The BCRSS score, developed by the Italian Society of Infectious and Tropical Diseases, assesses the respiratory severity of COVID-19 pneumonia, showing the patient’s need for oxygen and mechanical ventilation (15). It was demonstrated to be good at predicting severe illness and mortality (16). However, in our study, the predictive effect of the BCRSS score for ICU admission and in-hospital mortality was low.
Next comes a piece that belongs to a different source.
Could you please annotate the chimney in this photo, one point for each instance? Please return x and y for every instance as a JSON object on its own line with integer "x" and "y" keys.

Our study had some limitations. Firstly, we conducted a single-center and retrospective study. Secondly, we examined only three scoring systems for estimating the severity of COVID-19 disease. In addition, we evaluated all measures only once at admission, so we could not assess changes in these scores.
In conclusion, the qCSI score performed well in predicting ICU admission, and the CURB-65 score predicted ICU hospitalization and in-hospital mortality. In contrast, the BCRSS score is poorly predictive of ICU admission and in-hospital mortality. Nevertheless, we recommend that future studies evaluate the value and utility of COVID-19 risk classification models.